Separately, the House abruptly decided last night to pull consideration of their Hurricane Sandy disaster aid bill, which included a much-needed increase in the National Flood Insurance Program's (NFIP) borrowing authority. The Senate had passed a Hurricane Sandy package containing $60.4 billion in aid (including $9.7 billion for NFIP borrowing authority). As of yesterday afternoon the House strategy had been to split the aid into two pieces and attempt to send either one or both back to the Senate.The House Appropriations Committee had gone so far yesterday as to file a $27 billion bill (containing emergency funding including the NFIP funds) together with an amendment to be offered by Rep. Rodney Frelinghuysen (R-N.J.) seeking an additional $33 billion (for more long-term projects) to match the Senate passed package of last week.    

 

The decision last night to pull consideration means that, barring an unlikely change of course, the Hurricane Sandy disaster aid passed by the Senate will die at noon on Thursday and the package will have to start over again in the 113th Congress.
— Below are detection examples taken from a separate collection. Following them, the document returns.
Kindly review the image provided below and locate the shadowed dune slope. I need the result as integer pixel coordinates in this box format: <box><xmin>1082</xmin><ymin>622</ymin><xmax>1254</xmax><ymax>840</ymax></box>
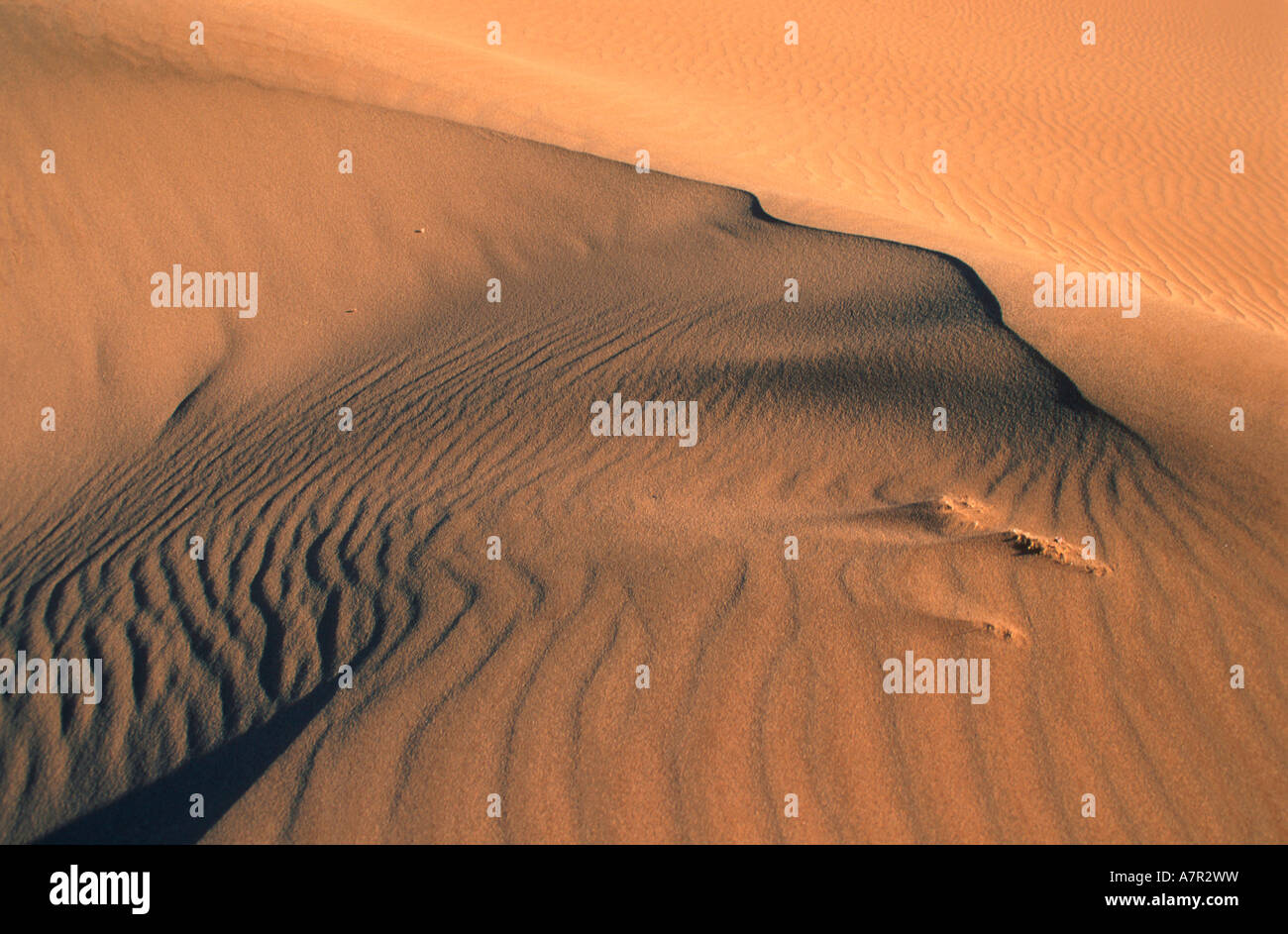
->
<box><xmin>0</xmin><ymin>11</ymin><xmax>1288</xmax><ymax>843</ymax></box>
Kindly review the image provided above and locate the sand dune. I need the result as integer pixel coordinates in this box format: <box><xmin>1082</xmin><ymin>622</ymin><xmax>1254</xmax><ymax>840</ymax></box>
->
<box><xmin>0</xmin><ymin>4</ymin><xmax>1288</xmax><ymax>843</ymax></box>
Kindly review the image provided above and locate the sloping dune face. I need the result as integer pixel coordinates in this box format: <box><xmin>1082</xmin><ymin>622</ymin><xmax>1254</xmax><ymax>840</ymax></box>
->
<box><xmin>0</xmin><ymin>3</ymin><xmax>1288</xmax><ymax>843</ymax></box>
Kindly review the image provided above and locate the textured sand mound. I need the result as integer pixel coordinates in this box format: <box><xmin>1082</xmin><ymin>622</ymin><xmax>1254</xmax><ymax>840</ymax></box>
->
<box><xmin>0</xmin><ymin>3</ymin><xmax>1288</xmax><ymax>841</ymax></box>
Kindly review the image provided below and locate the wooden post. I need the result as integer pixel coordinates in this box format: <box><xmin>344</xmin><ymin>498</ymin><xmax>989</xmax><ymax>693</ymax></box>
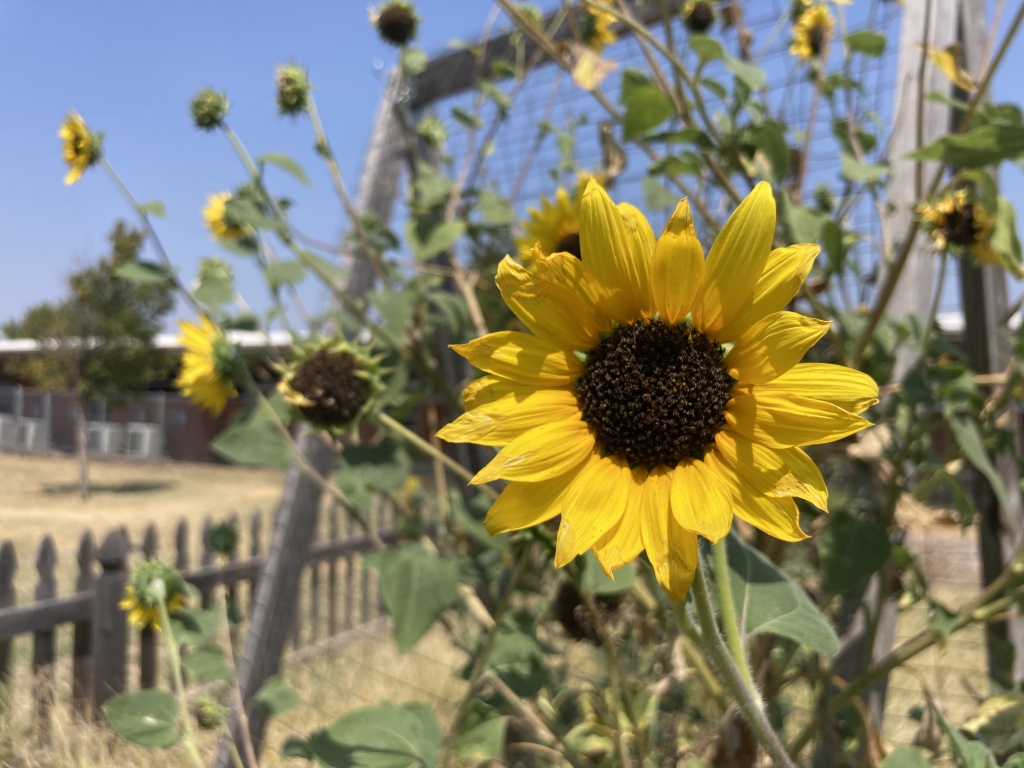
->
<box><xmin>0</xmin><ymin>541</ymin><xmax>17</xmax><ymax>712</ymax></box>
<box><xmin>71</xmin><ymin>530</ymin><xmax>96</xmax><ymax>719</ymax></box>
<box><xmin>138</xmin><ymin>524</ymin><xmax>160</xmax><ymax>688</ymax></box>
<box><xmin>32</xmin><ymin>536</ymin><xmax>57</xmax><ymax>742</ymax></box>
<box><xmin>327</xmin><ymin>499</ymin><xmax>338</xmax><ymax>637</ymax></box>
<box><xmin>952</xmin><ymin>0</ymin><xmax>1024</xmax><ymax>688</ymax></box>
<box><xmin>216</xmin><ymin>427</ymin><xmax>336</xmax><ymax>768</ymax></box>
<box><xmin>92</xmin><ymin>529</ymin><xmax>128</xmax><ymax>721</ymax></box>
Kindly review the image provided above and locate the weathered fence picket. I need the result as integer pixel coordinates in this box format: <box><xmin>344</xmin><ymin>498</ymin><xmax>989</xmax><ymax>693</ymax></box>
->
<box><xmin>0</xmin><ymin>503</ymin><xmax>397</xmax><ymax>739</ymax></box>
<box><xmin>32</xmin><ymin>536</ymin><xmax>57</xmax><ymax>741</ymax></box>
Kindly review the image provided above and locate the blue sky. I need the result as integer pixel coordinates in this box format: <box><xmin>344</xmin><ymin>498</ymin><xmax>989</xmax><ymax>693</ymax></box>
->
<box><xmin>0</xmin><ymin>0</ymin><xmax>1024</xmax><ymax>335</ymax></box>
<box><xmin>0</xmin><ymin>0</ymin><xmax>505</xmax><ymax>331</ymax></box>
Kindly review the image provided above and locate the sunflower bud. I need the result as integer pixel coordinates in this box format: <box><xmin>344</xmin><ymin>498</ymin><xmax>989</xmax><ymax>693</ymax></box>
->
<box><xmin>278</xmin><ymin>341</ymin><xmax>383</xmax><ymax>432</ymax></box>
<box><xmin>191</xmin><ymin>696</ymin><xmax>227</xmax><ymax>731</ymax></box>
<box><xmin>57</xmin><ymin>111</ymin><xmax>103</xmax><ymax>185</ymax></box>
<box><xmin>118</xmin><ymin>560</ymin><xmax>188</xmax><ymax>632</ymax></box>
<box><xmin>206</xmin><ymin>520</ymin><xmax>239</xmax><ymax>557</ymax></box>
<box><xmin>370</xmin><ymin>0</ymin><xmax>420</xmax><ymax>46</ymax></box>
<box><xmin>274</xmin><ymin>65</ymin><xmax>312</xmax><ymax>117</ymax></box>
<box><xmin>683</xmin><ymin>0</ymin><xmax>715</xmax><ymax>35</ymax></box>
<box><xmin>190</xmin><ymin>88</ymin><xmax>230</xmax><ymax>131</ymax></box>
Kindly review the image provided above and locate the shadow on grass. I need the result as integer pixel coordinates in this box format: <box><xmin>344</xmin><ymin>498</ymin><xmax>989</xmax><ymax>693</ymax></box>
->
<box><xmin>41</xmin><ymin>480</ymin><xmax>178</xmax><ymax>496</ymax></box>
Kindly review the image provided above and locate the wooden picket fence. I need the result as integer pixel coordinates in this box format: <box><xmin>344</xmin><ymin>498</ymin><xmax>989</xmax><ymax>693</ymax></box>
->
<box><xmin>0</xmin><ymin>500</ymin><xmax>397</xmax><ymax>741</ymax></box>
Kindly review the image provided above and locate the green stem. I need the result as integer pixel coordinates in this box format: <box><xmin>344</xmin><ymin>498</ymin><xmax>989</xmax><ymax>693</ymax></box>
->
<box><xmin>692</xmin><ymin>561</ymin><xmax>796</xmax><ymax>768</ymax></box>
<box><xmin>159</xmin><ymin>599</ymin><xmax>205</xmax><ymax>768</ymax></box>
<box><xmin>378</xmin><ymin>413</ymin><xmax>498</xmax><ymax>499</ymax></box>
<box><xmin>99</xmin><ymin>155</ymin><xmax>203</xmax><ymax>314</ymax></box>
<box><xmin>437</xmin><ymin>542</ymin><xmax>534</xmax><ymax>768</ymax></box>
<box><xmin>712</xmin><ymin>539</ymin><xmax>754</xmax><ymax>689</ymax></box>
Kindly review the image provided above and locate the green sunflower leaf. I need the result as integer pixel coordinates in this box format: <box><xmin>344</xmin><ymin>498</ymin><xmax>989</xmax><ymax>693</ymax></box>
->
<box><xmin>368</xmin><ymin>544</ymin><xmax>459</xmax><ymax>653</ymax></box>
<box><xmin>846</xmin><ymin>30</ymin><xmax>886</xmax><ymax>56</ymax></box>
<box><xmin>308</xmin><ymin>702</ymin><xmax>442</xmax><ymax>768</ymax></box>
<box><xmin>907</xmin><ymin>124</ymin><xmax>1024</xmax><ymax>168</ymax></box>
<box><xmin>727</xmin><ymin>531</ymin><xmax>839</xmax><ymax>656</ymax></box>
<box><xmin>103</xmin><ymin>688</ymin><xmax>179</xmax><ymax>750</ymax></box>
<box><xmin>618</xmin><ymin>70</ymin><xmax>675</xmax><ymax>141</ymax></box>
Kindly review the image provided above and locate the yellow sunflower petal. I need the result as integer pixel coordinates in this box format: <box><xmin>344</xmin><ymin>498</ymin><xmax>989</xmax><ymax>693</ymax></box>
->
<box><xmin>483</xmin><ymin>474</ymin><xmax>573</xmax><ymax>534</ymax></box>
<box><xmin>437</xmin><ymin>384</ymin><xmax>580</xmax><ymax>445</ymax></box>
<box><xmin>672</xmin><ymin>461</ymin><xmax>732</xmax><ymax>542</ymax></box>
<box><xmin>757</xmin><ymin>362</ymin><xmax>879</xmax><ymax>414</ymax></box>
<box><xmin>495</xmin><ymin>256</ymin><xmax>600</xmax><ymax>349</ymax></box>
<box><xmin>716</xmin><ymin>243</ymin><xmax>821</xmax><ymax>341</ymax></box>
<box><xmin>470</xmin><ymin>414</ymin><xmax>594</xmax><ymax>484</ymax></box>
<box><xmin>555</xmin><ymin>454</ymin><xmax>633</xmax><ymax>568</ymax></box>
<box><xmin>725</xmin><ymin>312</ymin><xmax>830</xmax><ymax>384</ymax></box>
<box><xmin>705</xmin><ymin>451</ymin><xmax>808</xmax><ymax>542</ymax></box>
<box><xmin>651</xmin><ymin>200</ymin><xmax>705</xmax><ymax>324</ymax></box>
<box><xmin>594</xmin><ymin>499</ymin><xmax>643</xmax><ymax>579</ymax></box>
<box><xmin>452</xmin><ymin>331</ymin><xmax>584</xmax><ymax>387</ymax></box>
<box><xmin>725</xmin><ymin>386</ymin><xmax>871</xmax><ymax>447</ymax></box>
<box><xmin>715</xmin><ymin>429</ymin><xmax>828</xmax><ymax>511</ymax></box>
<box><xmin>580</xmin><ymin>179</ymin><xmax>644</xmax><ymax>324</ymax></box>
<box><xmin>693</xmin><ymin>181</ymin><xmax>775</xmax><ymax>338</ymax></box>
<box><xmin>616</xmin><ymin>203</ymin><xmax>655</xmax><ymax>317</ymax></box>
<box><xmin>640</xmin><ymin>467</ymin><xmax>697</xmax><ymax>600</ymax></box>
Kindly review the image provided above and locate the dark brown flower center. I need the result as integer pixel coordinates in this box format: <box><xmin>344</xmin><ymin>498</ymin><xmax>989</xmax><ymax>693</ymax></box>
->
<box><xmin>685</xmin><ymin>0</ymin><xmax>715</xmax><ymax>34</ymax></box>
<box><xmin>290</xmin><ymin>349</ymin><xmax>370</xmax><ymax>427</ymax></box>
<box><xmin>942</xmin><ymin>203</ymin><xmax>981</xmax><ymax>246</ymax></box>
<box><xmin>377</xmin><ymin>3</ymin><xmax>419</xmax><ymax>45</ymax></box>
<box><xmin>552</xmin><ymin>232</ymin><xmax>583</xmax><ymax>259</ymax></box>
<box><xmin>577</xmin><ymin>318</ymin><xmax>736</xmax><ymax>469</ymax></box>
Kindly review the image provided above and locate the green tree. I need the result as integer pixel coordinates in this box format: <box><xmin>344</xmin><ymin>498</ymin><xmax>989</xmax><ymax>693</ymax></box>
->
<box><xmin>3</xmin><ymin>221</ymin><xmax>174</xmax><ymax>499</ymax></box>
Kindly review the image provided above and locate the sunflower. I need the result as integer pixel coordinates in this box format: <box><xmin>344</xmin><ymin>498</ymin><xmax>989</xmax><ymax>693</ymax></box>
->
<box><xmin>278</xmin><ymin>339</ymin><xmax>384</xmax><ymax>435</ymax></box>
<box><xmin>174</xmin><ymin>316</ymin><xmax>239</xmax><ymax>416</ymax></box>
<box><xmin>203</xmin><ymin>193</ymin><xmax>249</xmax><ymax>240</ymax></box>
<box><xmin>438</xmin><ymin>181</ymin><xmax>878</xmax><ymax>599</ymax></box>
<box><xmin>118</xmin><ymin>560</ymin><xmax>188</xmax><ymax>632</ymax></box>
<box><xmin>57</xmin><ymin>111</ymin><xmax>100</xmax><ymax>185</ymax></box>
<box><xmin>583</xmin><ymin>8</ymin><xmax>617</xmax><ymax>53</ymax></box>
<box><xmin>918</xmin><ymin>189</ymin><xmax>1002</xmax><ymax>265</ymax></box>
<box><xmin>515</xmin><ymin>186</ymin><xmax>580</xmax><ymax>265</ymax></box>
<box><xmin>790</xmin><ymin>4</ymin><xmax>836</xmax><ymax>61</ymax></box>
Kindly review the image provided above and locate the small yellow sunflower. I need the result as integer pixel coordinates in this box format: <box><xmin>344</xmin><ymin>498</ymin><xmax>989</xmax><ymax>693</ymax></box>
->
<box><xmin>118</xmin><ymin>560</ymin><xmax>188</xmax><ymax>632</ymax></box>
<box><xmin>57</xmin><ymin>111</ymin><xmax>100</xmax><ymax>185</ymax></box>
<box><xmin>790</xmin><ymin>4</ymin><xmax>836</xmax><ymax>61</ymax></box>
<box><xmin>203</xmin><ymin>193</ymin><xmax>249</xmax><ymax>240</ymax></box>
<box><xmin>515</xmin><ymin>186</ymin><xmax>580</xmax><ymax>265</ymax></box>
<box><xmin>438</xmin><ymin>181</ymin><xmax>878</xmax><ymax>599</ymax></box>
<box><xmin>583</xmin><ymin>8</ymin><xmax>617</xmax><ymax>53</ymax></box>
<box><xmin>918</xmin><ymin>189</ymin><xmax>1002</xmax><ymax>265</ymax></box>
<box><xmin>174</xmin><ymin>316</ymin><xmax>239</xmax><ymax>416</ymax></box>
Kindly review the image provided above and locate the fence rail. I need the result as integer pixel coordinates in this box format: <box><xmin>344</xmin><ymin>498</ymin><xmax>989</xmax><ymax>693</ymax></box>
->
<box><xmin>0</xmin><ymin>500</ymin><xmax>397</xmax><ymax>740</ymax></box>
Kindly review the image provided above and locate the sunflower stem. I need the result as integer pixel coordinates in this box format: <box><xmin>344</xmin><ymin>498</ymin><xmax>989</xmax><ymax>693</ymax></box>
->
<box><xmin>378</xmin><ymin>413</ymin><xmax>498</xmax><ymax>499</ymax></box>
<box><xmin>712</xmin><ymin>539</ymin><xmax>754</xmax><ymax>689</ymax></box>
<box><xmin>158</xmin><ymin>600</ymin><xmax>205</xmax><ymax>768</ymax></box>
<box><xmin>692</xmin><ymin>560</ymin><xmax>796</xmax><ymax>768</ymax></box>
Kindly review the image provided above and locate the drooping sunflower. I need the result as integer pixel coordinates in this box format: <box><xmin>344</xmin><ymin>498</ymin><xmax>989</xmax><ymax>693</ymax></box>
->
<box><xmin>278</xmin><ymin>339</ymin><xmax>384</xmax><ymax>435</ymax></box>
<box><xmin>515</xmin><ymin>186</ymin><xmax>580</xmax><ymax>266</ymax></box>
<box><xmin>918</xmin><ymin>189</ymin><xmax>1002</xmax><ymax>265</ymax></box>
<box><xmin>174</xmin><ymin>316</ymin><xmax>239</xmax><ymax>416</ymax></box>
<box><xmin>57</xmin><ymin>111</ymin><xmax>101</xmax><ymax>186</ymax></box>
<box><xmin>438</xmin><ymin>181</ymin><xmax>878</xmax><ymax>599</ymax></box>
<box><xmin>582</xmin><ymin>8</ymin><xmax>618</xmax><ymax>53</ymax></box>
<box><xmin>790</xmin><ymin>3</ymin><xmax>836</xmax><ymax>61</ymax></box>
<box><xmin>118</xmin><ymin>560</ymin><xmax>188</xmax><ymax>632</ymax></box>
<box><xmin>203</xmin><ymin>191</ymin><xmax>249</xmax><ymax>240</ymax></box>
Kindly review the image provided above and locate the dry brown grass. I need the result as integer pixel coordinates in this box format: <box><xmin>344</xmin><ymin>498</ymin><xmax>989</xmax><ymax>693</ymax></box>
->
<box><xmin>0</xmin><ymin>623</ymin><xmax>465</xmax><ymax>768</ymax></box>
<box><xmin>0</xmin><ymin>454</ymin><xmax>284</xmax><ymax>600</ymax></box>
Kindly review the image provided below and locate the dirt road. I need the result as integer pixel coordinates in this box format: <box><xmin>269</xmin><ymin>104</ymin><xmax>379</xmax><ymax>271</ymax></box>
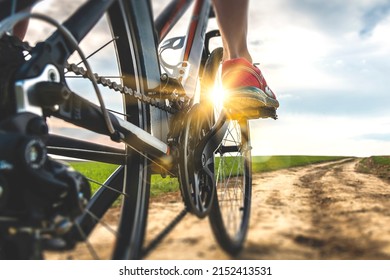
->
<box><xmin>148</xmin><ymin>159</ymin><xmax>390</xmax><ymax>259</ymax></box>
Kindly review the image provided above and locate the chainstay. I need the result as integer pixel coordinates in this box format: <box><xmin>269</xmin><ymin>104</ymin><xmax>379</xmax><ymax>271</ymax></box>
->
<box><xmin>8</xmin><ymin>36</ymin><xmax>190</xmax><ymax>114</ymax></box>
<box><xmin>65</xmin><ymin>63</ymin><xmax>189</xmax><ymax>114</ymax></box>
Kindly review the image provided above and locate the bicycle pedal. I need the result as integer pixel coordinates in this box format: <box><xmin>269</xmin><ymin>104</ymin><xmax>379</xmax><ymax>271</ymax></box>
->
<box><xmin>226</xmin><ymin>107</ymin><xmax>278</xmax><ymax>120</ymax></box>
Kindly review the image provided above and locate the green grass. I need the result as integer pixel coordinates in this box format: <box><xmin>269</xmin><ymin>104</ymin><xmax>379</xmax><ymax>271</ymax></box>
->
<box><xmin>69</xmin><ymin>161</ymin><xmax>118</xmax><ymax>193</ymax></box>
<box><xmin>371</xmin><ymin>156</ymin><xmax>390</xmax><ymax>166</ymax></box>
<box><xmin>70</xmin><ymin>156</ymin><xmax>346</xmax><ymax>197</ymax></box>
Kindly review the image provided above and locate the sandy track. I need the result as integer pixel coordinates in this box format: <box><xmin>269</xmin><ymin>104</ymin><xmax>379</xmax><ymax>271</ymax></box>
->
<box><xmin>47</xmin><ymin>159</ymin><xmax>390</xmax><ymax>260</ymax></box>
<box><xmin>148</xmin><ymin>159</ymin><xmax>390</xmax><ymax>259</ymax></box>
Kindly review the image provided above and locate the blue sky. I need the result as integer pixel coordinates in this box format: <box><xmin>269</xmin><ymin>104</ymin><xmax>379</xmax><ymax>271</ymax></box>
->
<box><xmin>242</xmin><ymin>0</ymin><xmax>390</xmax><ymax>156</ymax></box>
<box><xmin>29</xmin><ymin>0</ymin><xmax>390</xmax><ymax>156</ymax></box>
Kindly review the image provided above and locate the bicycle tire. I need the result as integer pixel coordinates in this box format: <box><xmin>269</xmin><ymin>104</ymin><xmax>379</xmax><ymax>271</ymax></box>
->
<box><xmin>0</xmin><ymin>0</ymin><xmax>157</xmax><ymax>259</ymax></box>
<box><xmin>203</xmin><ymin>48</ymin><xmax>252</xmax><ymax>255</ymax></box>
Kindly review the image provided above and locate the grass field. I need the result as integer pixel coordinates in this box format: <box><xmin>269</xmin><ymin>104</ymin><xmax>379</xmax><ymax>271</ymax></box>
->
<box><xmin>70</xmin><ymin>156</ymin><xmax>346</xmax><ymax>197</ymax></box>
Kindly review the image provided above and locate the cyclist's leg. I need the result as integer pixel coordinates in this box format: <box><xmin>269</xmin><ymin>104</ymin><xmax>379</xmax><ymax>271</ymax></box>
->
<box><xmin>213</xmin><ymin>0</ymin><xmax>279</xmax><ymax>119</ymax></box>
<box><xmin>213</xmin><ymin>0</ymin><xmax>252</xmax><ymax>62</ymax></box>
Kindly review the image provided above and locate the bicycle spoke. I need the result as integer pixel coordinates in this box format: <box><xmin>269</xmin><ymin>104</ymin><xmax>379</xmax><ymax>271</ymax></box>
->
<box><xmin>76</xmin><ymin>223</ymin><xmax>100</xmax><ymax>260</ymax></box>
<box><xmin>86</xmin><ymin>177</ymin><xmax>128</xmax><ymax>197</ymax></box>
<box><xmin>85</xmin><ymin>210</ymin><xmax>118</xmax><ymax>236</ymax></box>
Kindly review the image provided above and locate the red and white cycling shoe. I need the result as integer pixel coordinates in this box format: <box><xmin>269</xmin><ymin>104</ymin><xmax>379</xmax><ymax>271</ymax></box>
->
<box><xmin>222</xmin><ymin>58</ymin><xmax>279</xmax><ymax>119</ymax></box>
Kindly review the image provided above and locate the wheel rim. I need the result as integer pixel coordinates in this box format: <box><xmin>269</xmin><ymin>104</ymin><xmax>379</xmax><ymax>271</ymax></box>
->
<box><xmin>7</xmin><ymin>1</ymin><xmax>150</xmax><ymax>259</ymax></box>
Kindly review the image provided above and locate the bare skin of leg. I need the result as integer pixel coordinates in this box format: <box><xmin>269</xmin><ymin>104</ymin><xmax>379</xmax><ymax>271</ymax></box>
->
<box><xmin>213</xmin><ymin>0</ymin><xmax>252</xmax><ymax>62</ymax></box>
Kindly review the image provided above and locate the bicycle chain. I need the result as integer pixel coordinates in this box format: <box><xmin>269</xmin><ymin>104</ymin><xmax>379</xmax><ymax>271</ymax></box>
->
<box><xmin>65</xmin><ymin>63</ymin><xmax>189</xmax><ymax>114</ymax></box>
<box><xmin>7</xmin><ymin>33</ymin><xmax>190</xmax><ymax>114</ymax></box>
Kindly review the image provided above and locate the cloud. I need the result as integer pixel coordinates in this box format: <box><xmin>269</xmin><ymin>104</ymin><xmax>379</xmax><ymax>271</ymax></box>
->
<box><xmin>359</xmin><ymin>3</ymin><xmax>390</xmax><ymax>37</ymax></box>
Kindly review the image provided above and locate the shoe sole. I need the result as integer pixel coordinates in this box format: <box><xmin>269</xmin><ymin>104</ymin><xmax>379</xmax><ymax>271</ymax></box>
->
<box><xmin>224</xmin><ymin>87</ymin><xmax>279</xmax><ymax>119</ymax></box>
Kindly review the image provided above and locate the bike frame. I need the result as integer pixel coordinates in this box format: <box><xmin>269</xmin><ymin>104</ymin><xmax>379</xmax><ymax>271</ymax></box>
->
<box><xmin>23</xmin><ymin>0</ymin><xmax>211</xmax><ymax>164</ymax></box>
<box><xmin>2</xmin><ymin>0</ymin><xmax>219</xmax><ymax>239</ymax></box>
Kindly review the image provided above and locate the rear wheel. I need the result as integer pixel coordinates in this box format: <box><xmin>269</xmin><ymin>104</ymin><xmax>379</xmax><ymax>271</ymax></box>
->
<box><xmin>204</xmin><ymin>49</ymin><xmax>252</xmax><ymax>255</ymax></box>
<box><xmin>0</xmin><ymin>1</ymin><xmax>152</xmax><ymax>259</ymax></box>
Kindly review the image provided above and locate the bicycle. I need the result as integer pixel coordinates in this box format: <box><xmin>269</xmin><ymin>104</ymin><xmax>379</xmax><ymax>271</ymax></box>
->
<box><xmin>0</xmin><ymin>0</ymin><xmax>276</xmax><ymax>259</ymax></box>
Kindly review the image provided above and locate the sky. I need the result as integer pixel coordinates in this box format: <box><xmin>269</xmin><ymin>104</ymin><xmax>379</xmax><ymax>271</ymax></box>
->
<box><xmin>244</xmin><ymin>0</ymin><xmax>390</xmax><ymax>156</ymax></box>
<box><xmin>26</xmin><ymin>0</ymin><xmax>390</xmax><ymax>156</ymax></box>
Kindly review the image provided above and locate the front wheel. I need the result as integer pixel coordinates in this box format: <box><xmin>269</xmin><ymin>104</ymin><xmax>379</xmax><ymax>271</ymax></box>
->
<box><xmin>209</xmin><ymin>121</ymin><xmax>252</xmax><ymax>255</ymax></box>
<box><xmin>203</xmin><ymin>48</ymin><xmax>252</xmax><ymax>255</ymax></box>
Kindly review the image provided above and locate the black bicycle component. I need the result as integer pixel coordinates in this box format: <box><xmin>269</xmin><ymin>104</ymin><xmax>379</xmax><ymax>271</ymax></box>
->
<box><xmin>0</xmin><ymin>0</ymin><xmax>258</xmax><ymax>259</ymax></box>
<box><xmin>204</xmin><ymin>49</ymin><xmax>252</xmax><ymax>255</ymax></box>
<box><xmin>178</xmin><ymin>105</ymin><xmax>215</xmax><ymax>218</ymax></box>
Time is critically low as FEMA has communicated to Congress that it only has enough cash-on-hand to pay NFIP claims through early January (likely the week of January 7th). Estimates are that damage from Sandy will generate as many as 139,000 claims, but without an increase in the borrowing authority only about 12,000 of these can be covered from existing funds. House Republican Leadership has indicated that this will be a top priority when the new Congress convenes tomorrow at noon and we are hopeful that both chambers can act quickly enough to avoid any interruption in the payment of NFIP claims.

 

This Government Affairs Update is being sent in lieu of an IN&V article since there will be no publication this week due to the New Year's holiday.  Please read future IN&Vs for more information. 

 

 

The American Tax Relief Act of 2012

 

Tax Policy

  • Marginal Rates:  Permanent extension of current policy up to $400,000 for singles, $450,000 for married couples.
  • Capital Gains & Dividends:  Permanent:  15% top capital gains and dividends rate up to $400k (singles), $450k (married); 20% rate for both above threshold. 
  • Death Tax:  Permanent extension of current policy on portability and unification with a $5M exemption indexed for inflation and a 40% top rate. 
  • PEP & Pease:  Permanent relief from PEP & Pease under $250,000 (single), $300,000 (married). 
  • AMT:  Permanently index AMT for inflation. 
  • Tax Extenders:  Adopts package reported by Finance Committee in 2012, with a 2 year extension through 2013. 
  • Temporary Payroll Tax Cut:  Allowed to expire. 
  • Bonus Depreciation:  1 year extension of 50% Bonus Depreciation.
  • Stimulus Tax Credits:  5 year extension.
  • Deduction Cap:  There is no cap on deductions.

Spending Policy

  • Debt Limit:  No increase in the debt limit -- remains at $16.394 trillion.
  • Sequester:  sequester is turned off for two months and paid for with a reduction in discretionary spending cap for 2013 and 2014, and expanding eligibility for Roth conversion.
  • CLASS Act:  CLASS Act entitlement repealed.
  • Doc Fix:  1 year extension paid for by reducing Medicare spending.
  • Unemployment Insurance:  1 year extension of current extended weeks of UI. 
  • Farm Bill:  Provides for a one year extension of the Food, Conservation and Energy Act of 2008 at no additional cost to the taxpayer.